Scotland captain Greig Laidlaw said that Saturday night’s narrow 19-16 loss to France in Paris felt just as sore as any Six Nations loss.
In the heat of the frenetic finish, with surely victory just one composed pass away, it might have felt that way to the players. But really, on sober reflection, it wasn’t.
It would have been nice to win in Paris for the first time since 1999, but this was a World Cup warm-up match. If it had been February, it would have been a really sore one. If it had been the Rugby World Cup game against South Africa, it would have been excruciating.

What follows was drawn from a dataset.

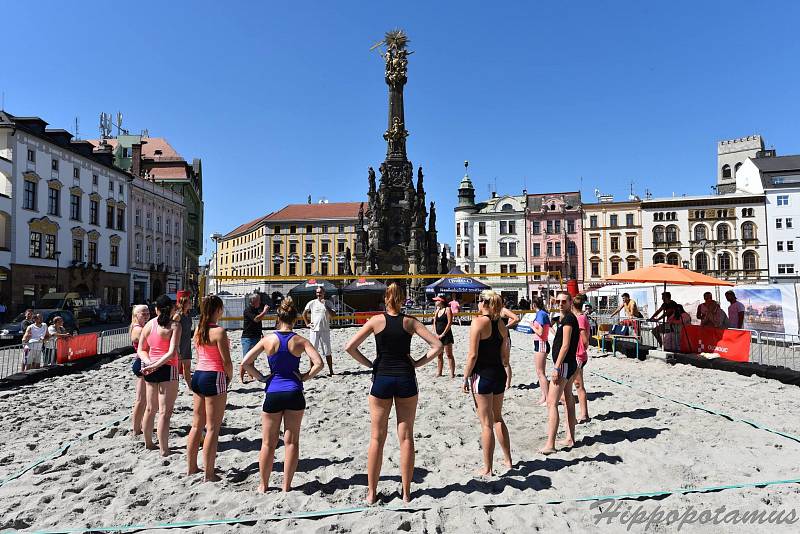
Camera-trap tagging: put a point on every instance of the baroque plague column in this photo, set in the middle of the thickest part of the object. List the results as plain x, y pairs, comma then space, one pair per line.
392, 237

There’s two matches upcoming later this month against the might of Japan and the USA that are far more important to Scotland than this one. The relative importance of the contest was illustrated by two incidents in the match, one barely noticed and one very much debated among the Scotland support as they headed back to the city to burn the midnight oil.
The first was the early departure of Alasdair Dickinson after he took a head knock clashing with Mathieu Basteraud 15 minutes into the game. The loose head prop, now among the best in his position in Europe, is absolutely crucial to Scotland’s RWC campaign.
It may have been he failed the head injury test, although Vern Cotter said he was sprightly enough in the dressing room. But the inference was clear; the former Dundee HSFP player wasn’t to be risked in any way whatsoever with more important business to come.
The second example was Scotland choosing to run a penalty in injury time rather than take the easy kick that would have drawn the game; a team decision, said Laidlaw, fully backed by Cotter.
Had it been the Six Nations, they would have kicked it, no doubt. Had it been the World Cup, obviously they’d have kicked and played for extra time.
But this was a warm-up game; a fully engaged and physical one, perhaps, but I don’t think I’d have counted a win in the same breath as the famous 1995 and 1999 Paris victories, would you?
That win’s for the future, and if France keep underestimating Scotland like this then it might not be long in coming. In the meantime, it was hard for even the most hard-hearted observer to find too many negatives in Saturday’s performance by Scotland.
The art of international rugby, certainly for Scotland it seems, is comparable to patching up a leaking dyke. Leaks occur, are addressed, but once they’re patched up the water squirts out another place.
In the opening couple of warm-up games in Dublin and Turin Scotland’s scrum and aerial game were poor. Both, on Saturday’s evidence, have been corrected.
Even when Dickinson went off, Gordon Reid showed he was up to the job in the scrum. At the death, with France attempting to grind Scotland into the appallingly substandard Stade de France turf, the front row that struggled in Dublin Reid, Fraser Brown and John Welsh held firm.
The aerial game has been solved by the return of Tommy Seymour and Sean Maitland, who despite a lack of action for months rather than weeks both ticked their names on the first-choice XV team sheet. Maitland, playing his first game for seven months, was outstanding in attack and in defence.
However, no sooner have these deficiencies been solved than another popped up, in the lineout of all places; the setpiece where Cotter’s influence has been the most positive since his arrival.
It may have been that the French had just done their homework, targeting not so much Ross Ford’s throw but the Scots’ protection of the ball once won or at point of contact. Greig Laidlaw complained long and hard to Wayne Barnes about interference, but the English referee was none too sympathetic to the Scots all night.
Sometimes the French just did a good job, such as when Dimitri Szarzewski read the long throw to the tail which set up position for France’s winning score.
South Africa will have noted it with relish, but if anything it was ideal that any deficiencies or transparency in the Scottish lineout scheme were spotted now; they’ve got three weeks to sort it, and will have kept back a good bit of their strategy anyway.
For the most part Scotland looked like a resilient and competitive team. John Hardie is a dynamo at openside and even given John Barclay’s excellence for Scarlets at Scotstoun, I’d still see him as a back-up No 8 rather than an alternative at 7.
Finn Russell had the shackles on a little, but he again showed plenty and outplayed his illustrious opposite number, Freddy Michalak. Scotland have the speed to strike over the length of the field as Seymour did for his try and Mark Bennett has the creativity to break down defences, as he almost did at the end.
That incident, and Matt Scott’s wayward pass when he had players queuing up to score, will be the could-have, should-have we’ll remember from this game. But even that can be a lesson learned.
If Scotland get in the same situation in the World Cup, as they probably will, one can hope that composure under pressure and fatigue – when it actually matters most – will bring the right result.